Le syndicat majoritaire des personnels de direction (SNPDEN) publie un communiqué de presse[1] dans lequel il demande au premier ministre « que le droit prenne en compte avec réalisme les circonstances que nous traversons et permette aux établissements d’assurer effectivement la sécurité de tous leurs élèves en établissant la possibilité d’espaces fumeurs extérieurs dans l’enceinte des lycées pour la durée de l’état d’urgence ».

On sait en effet que

« L'interdiction de fumer dans les lieux affectés à un usage collectif mentionnée à l'article L. 3511-7 s'applique :

1° Dans tous les lieux fermés et couverts qui accueillent du public ou qui constituent des lieux de travail ;

2° Dans les moyens de transport collectif ;

3° Dans les espaces non couverts des écoles, collèges et lycées publics et privés, ainsi que des établissements destinés à l'accueil, à la formation ou à l'hébergement des mineurs ;

4° Dans les aires collectives de jeux telles que définies par le décret n° 96-1136 du 18 décembre 1996 fixant les prescriptions de sécurité relatives aux aires collectives de jeux.[2]»

On comprend bien la préoccupation qui est celle des proviseur(e)s d’assurer la sûreté de leurs élèves, autorisés à sortir du lycée aux temps de pause. Ce droit lycéen est mis à profit par les élèves fumeurs pour consommer du tabac pendant leur journée de cours, l’interdiction de fumer ne s’appliquant pas au delà de l’enceinte du lycée. Les parvis des lycées sont un espace fumeurs informel, où les élèves côtoient des personnels fumeurs. Et bien souvent, des élèves non-fumeurs y rejoignent leurs camarades fumeurs, et ces parvis peuvent devenir un espace de convivialité propice à la propagation du tabagisme.

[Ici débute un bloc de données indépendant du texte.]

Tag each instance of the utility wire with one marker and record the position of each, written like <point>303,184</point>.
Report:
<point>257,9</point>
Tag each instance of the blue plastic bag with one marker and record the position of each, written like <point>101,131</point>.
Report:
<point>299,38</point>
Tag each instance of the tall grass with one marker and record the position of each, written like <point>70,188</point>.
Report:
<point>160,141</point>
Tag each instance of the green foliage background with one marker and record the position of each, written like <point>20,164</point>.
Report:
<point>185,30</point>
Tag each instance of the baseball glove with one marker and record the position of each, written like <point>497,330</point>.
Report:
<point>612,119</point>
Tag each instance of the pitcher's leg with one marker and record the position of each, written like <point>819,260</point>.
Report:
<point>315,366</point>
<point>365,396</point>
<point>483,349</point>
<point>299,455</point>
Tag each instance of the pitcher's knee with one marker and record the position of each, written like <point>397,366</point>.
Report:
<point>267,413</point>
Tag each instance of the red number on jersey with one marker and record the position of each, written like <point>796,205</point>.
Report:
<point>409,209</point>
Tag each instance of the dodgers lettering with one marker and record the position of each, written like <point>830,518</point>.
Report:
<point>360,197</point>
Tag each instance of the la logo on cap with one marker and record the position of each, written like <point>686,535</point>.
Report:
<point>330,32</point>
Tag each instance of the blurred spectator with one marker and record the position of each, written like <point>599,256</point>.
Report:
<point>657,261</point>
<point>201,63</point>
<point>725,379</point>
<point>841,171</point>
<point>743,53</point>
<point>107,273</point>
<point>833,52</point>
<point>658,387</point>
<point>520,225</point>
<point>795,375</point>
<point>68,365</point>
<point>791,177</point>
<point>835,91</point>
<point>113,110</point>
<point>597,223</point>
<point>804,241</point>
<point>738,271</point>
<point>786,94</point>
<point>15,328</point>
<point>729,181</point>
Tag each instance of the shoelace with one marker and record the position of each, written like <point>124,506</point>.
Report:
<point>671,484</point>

Mais, si la préoccupation des proviseur(e)s est bien celle de la vie des lycéens, la réponse qu’ils proposent au premier ministre est tout à fait contraire à leur objectif. Le tabac, en effet, est bien plus meurtrier que le terrorisme, à l’échelle nationale comme à l’échelle mondiale. Chaque jour en France, c’est l’équivalent des victimes du crash d’un avion qui meurt à cause du tabac, dont la plus grande partie du cancer du poumon. Chaque année, à l’échelle mondiale, c’est plus que les morts provoqués par les guerres, le terrorisme, le paludisme et le sida réunis[3].

Cet état d’urgence sanitaire nous a conduits à vouloir effectivement protéger la vie des élèves en bannissant le tabac des établissements. Il ne faudrait pas qu’au nom de l’état d’urgence sécuritaire on néglige une question de santé publique fondamentale, et que la politique éducative de santé soit mise entre parenthèse le temps de l’état d’urgence.

La vie, la santé et la sécurité de nos élèves valent mieux que de mauvaise solutions. Soyons réalistes, intensifions le combat pour la vie, en luttant sans relâche contre le tabagisme. La situation d’urgence actuelle doit être saisie pour aller de l’avant plutôt que de revenir –fût-ce provisoirement- en arrière.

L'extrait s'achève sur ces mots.